Para quem busca uma fuga da rotina das grandes metrópoles, ar puro e um mergulho profundo no Brasil Colônia e Império, Petrópolis (RJ) desponta como o roteiro ideal. Conhecida por ter abrigado figuras históricas ilustres — como Dom Pedro I, Dom Pedro II e o inventor Santos Dumont —, a cidade seduz visitantes de todos os cantos com seu clima de tranquilidade, excelentes opções de lazer diurnas e uma gastronomia de alto nível, sendo também um ambiente altamente acolhedor para passeios com animais de estimação (pet friendly).
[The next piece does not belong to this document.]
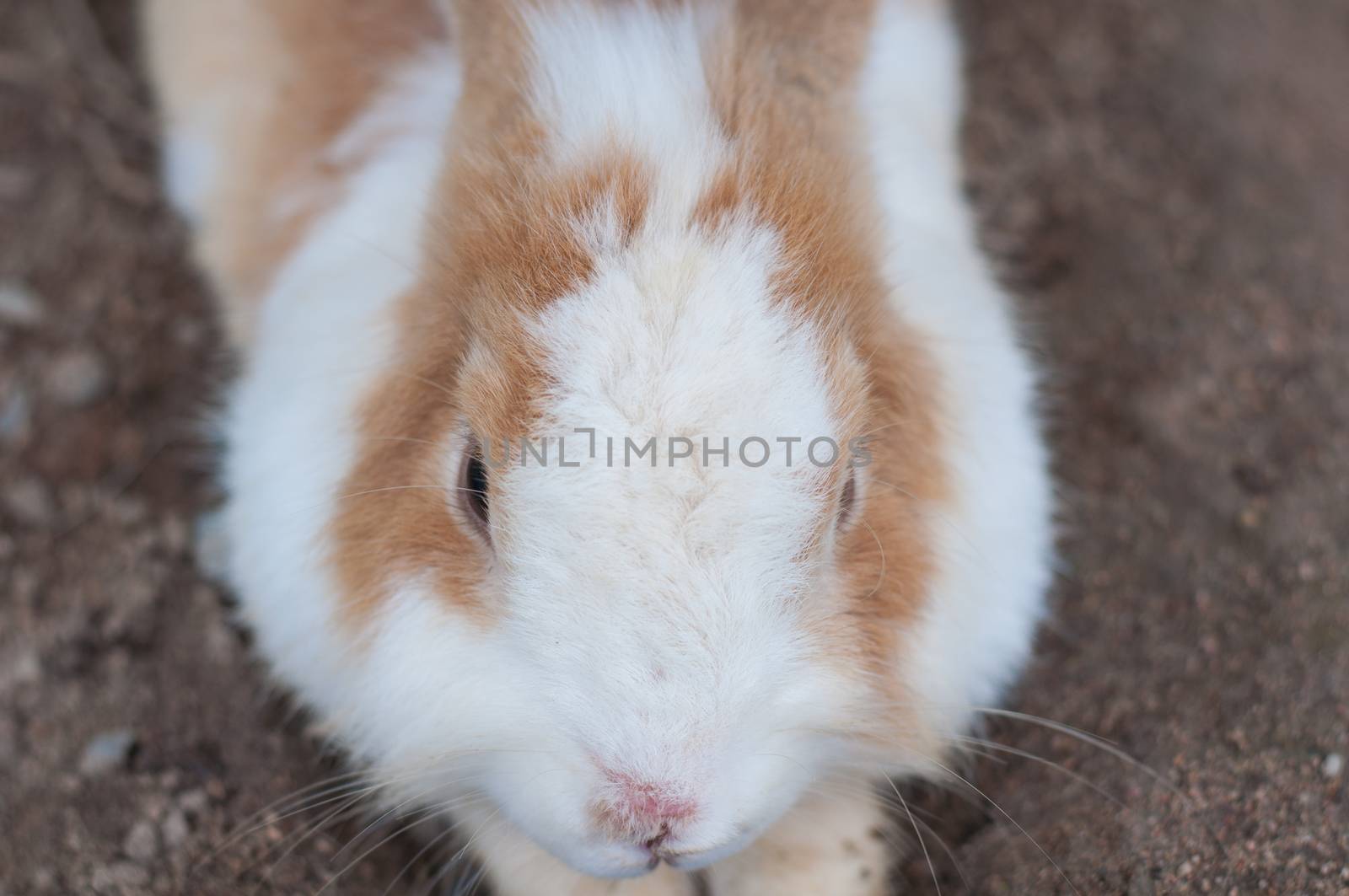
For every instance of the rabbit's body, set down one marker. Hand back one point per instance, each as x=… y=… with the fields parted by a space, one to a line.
x=669 y=219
🎨 Astros e Experiência Sensorial no Museu de Cera

Além do forte apelo histórico-cultural tradicional, Petrópolis também abre espaço para o entretenimento moderno. Localizado nas proximidades da icônica Praça da Liberdade e do Relógio das Flores, o Museu de Cera é uma parada obrigatória. Lançado em 2011, o espaço consagrou-se como o primeiro do país a trazer peças produzidas em Londres e na Califórnia dentro de rigorosos padrões internacionais de modelagem.
As estátuas reproduzem com exatidão as medidas reais de astros do cinema, da música pop e da história, como The Beatles, Beyoncé, Madonna e o Papa. Entre as maiores expectativas dos turistas nacionais, destacam-se a estátua do piloto Ayrton Senna e a sala temática dos Beatles, que evocam um forte sentimento de nostalgia.
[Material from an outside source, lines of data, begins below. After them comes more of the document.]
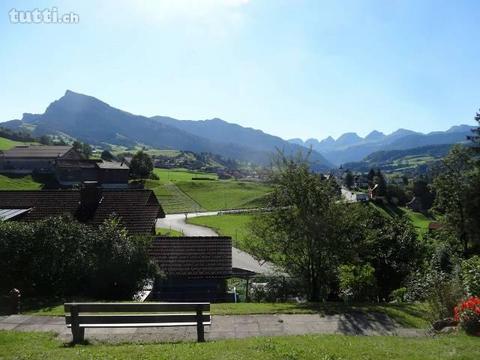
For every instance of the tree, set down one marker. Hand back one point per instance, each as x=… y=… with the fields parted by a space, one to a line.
x=422 y=192
x=389 y=245
x=370 y=177
x=141 y=165
x=106 y=155
x=83 y=149
x=61 y=257
x=475 y=138
x=349 y=179
x=45 y=140
x=379 y=180
x=457 y=194
x=304 y=234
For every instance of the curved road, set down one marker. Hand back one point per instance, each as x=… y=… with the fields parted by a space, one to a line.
x=240 y=259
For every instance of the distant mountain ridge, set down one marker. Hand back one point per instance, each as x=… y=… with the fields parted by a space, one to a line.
x=350 y=147
x=92 y=120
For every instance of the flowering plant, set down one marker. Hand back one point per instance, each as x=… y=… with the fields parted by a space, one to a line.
x=468 y=314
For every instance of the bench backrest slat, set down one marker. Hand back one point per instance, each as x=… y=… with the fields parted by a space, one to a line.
x=138 y=307
x=137 y=319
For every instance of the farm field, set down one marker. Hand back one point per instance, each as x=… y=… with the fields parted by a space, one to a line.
x=225 y=195
x=167 y=232
x=19 y=183
x=233 y=225
x=180 y=190
x=22 y=345
x=174 y=200
x=6 y=144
Ao final do circuito, os visitantes podem vivenciar uma experiência sensorial inédita: moldar a própria mão em cera quente e água gelada, levando para casa uma escultura em gesso personalizada como lembrança resistente do passeio.
👑 O Museu Imperial e as Relíquias do Século XIX

Referência máxima do período monárquico brasileiro, o Museu Imperial funciona no palácio que foi erguido originalmente para servir como a residência de veraneio de Dom Pedro II. O local foi ocupado pela família real entre 1849 e 1889, ano em que a Proclamação da República deitou o banimento da monarquia do território nacional. Antes de ser transformado em museu oficial em 1940, durante o governo de Getúlio Vargas, o palácio chegou a abrigar duas instituições de ensino.
O acervo do museu é considerado a verdadeira fundação do Estado Nacional Brasileiro, reunindo mais de 250 mil documentos, 70 mil livros e dezenas de milhares de objetos que contextualizam o século XIX. Curiosamente, conforme explica a direção do museu, o acervo varguista centralizou itens de mais de 15 instituições do país. Por essa razão, valiosas peças que nunca estiveram no palácio na época em que a família real veraneava ali hoje encontram-se expostas, tais como:
- As coroas oficiais de Dom Pedro I e de Dom Pedro II;
- O cetro imperial utilizado pelos dois imperadores;
- As alianças de casamento dos imperadores e das princesas Isabel e Leopoldina, cujos matrimônios com a nobreza europeia (austríaca, alemã, italiana e francesa) conectaram o Brasil permanentemente com o resto do mundo.

🗺️ O Caminho Novo das Minas
Geograficamente, a cidade de Petrópolis desenvolveu-se de forma umbilical ao redor da residência do imperador. No passado, a localidade funcionava como uma importante estação de conexão da rota de viagem entre o Rio de Janeiro e Minas Gerais, o célebre Caminho Novo para as Minas Gerais. Visitar o destino em 2026 é a oportunidade perfeita para compreender como os casarões e a expansão territorial do século XIX moldaram o presente do nosso país.